Closed tdhock closed 1 week ago
Hi toby. Yes that makes a lot of sense.
First, let me APOLOGIZE SERIOUSLY that I didn't reply to your last email like a total arsehole. I was overworked. Will try to be better now.
Do you wanna continue here or get a mattermost invite, which might be easier...
Hi Bernd thanks for your message. No problem about my last email. I'm sorry to hear you were overworked, and I hope you are feeling better now. I have never used mattermost, but if that is what you prefer, I can give it a try. Email and github issues are best for me.
GRRRRR. i am already slow here. lets email and I will also put a link there
I think we switched to email
hi all! I plan to work on a research project in Paris from Jan to June 2025. During that time I wonder if it would be possible/interesting for you if I come to visit the mlr3 team and give a research presentation? Where would make sense?

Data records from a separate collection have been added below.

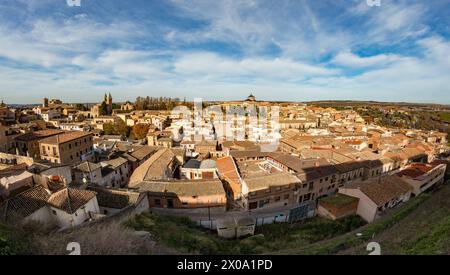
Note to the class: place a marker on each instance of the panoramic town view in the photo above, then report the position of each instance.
(224, 128)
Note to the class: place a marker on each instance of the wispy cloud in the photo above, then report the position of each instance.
(291, 50)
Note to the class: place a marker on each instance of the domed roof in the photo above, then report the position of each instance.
(251, 97)
(207, 164)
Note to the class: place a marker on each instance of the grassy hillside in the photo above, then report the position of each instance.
(185, 236)
(11, 241)
(426, 231)
(421, 226)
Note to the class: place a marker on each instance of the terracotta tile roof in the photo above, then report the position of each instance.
(153, 168)
(143, 152)
(197, 188)
(115, 163)
(13, 170)
(24, 204)
(37, 135)
(70, 200)
(88, 167)
(65, 137)
(271, 180)
(112, 198)
(415, 170)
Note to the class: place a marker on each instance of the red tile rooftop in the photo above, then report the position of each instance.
(65, 137)
(416, 170)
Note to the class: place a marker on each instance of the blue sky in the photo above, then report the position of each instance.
(296, 50)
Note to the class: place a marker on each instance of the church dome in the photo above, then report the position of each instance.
(251, 97)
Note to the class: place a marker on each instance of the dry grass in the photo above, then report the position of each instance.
(103, 238)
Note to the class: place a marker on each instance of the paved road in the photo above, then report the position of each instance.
(257, 214)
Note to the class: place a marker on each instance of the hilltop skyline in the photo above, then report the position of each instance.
(282, 50)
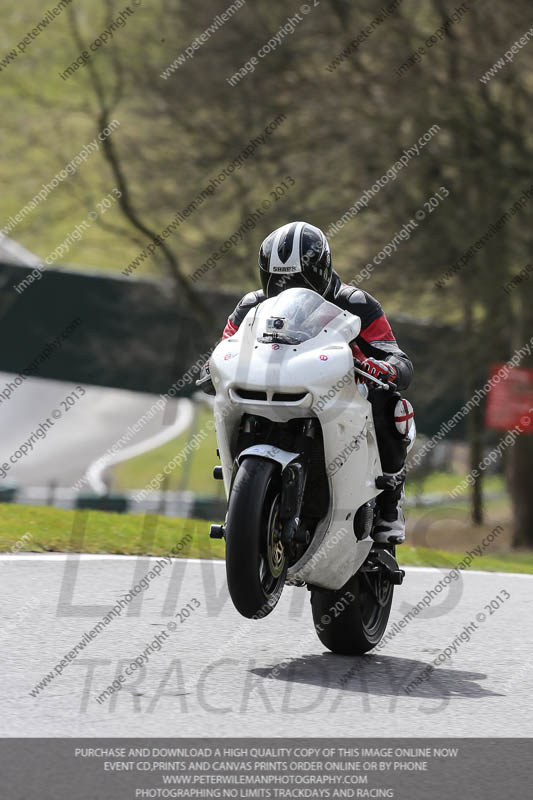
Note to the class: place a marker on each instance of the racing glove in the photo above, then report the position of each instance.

From github user pages I see Leipzig, Berlin, Munich...?
https://arxiv.org/abs/2410.08643 https://github.com/tdhock/mlr3resampling
Title: SOAK: Same/Other/All K-fold cross-validation for estimating similarity of patterns in data subsets
Abstract: In many real-world applications of machine learning, we are interested to know if it is possible to train on the data that we have gathered so far, and obtain accurate predictions on a new test data subset that is qualitatively different in some respect (time period, geographic region, etc). Another question is whether data subsets are similar enough so that it is beneficial to combine subsets during model training. We propose SOAK, Same/Other/All K-fold cross-validation, a new method which can be used to answer both questions. SOAK systematically compares models which are trained on different subsets of data, and then used for prediction on a fixed test subset, to estimate the similarity of learnable/predictable patterns in data subsets. We show results of using SOAK on six new real data sets (with geographic/temporal subsets, to check if predictions are accurate on new subsets), 3 image pair data sets (subsets are different image types, to check that we get smaller prediction error on similar images), and 11 benchmark data sets with predefined train/test splits (to check similarity of predefined splits).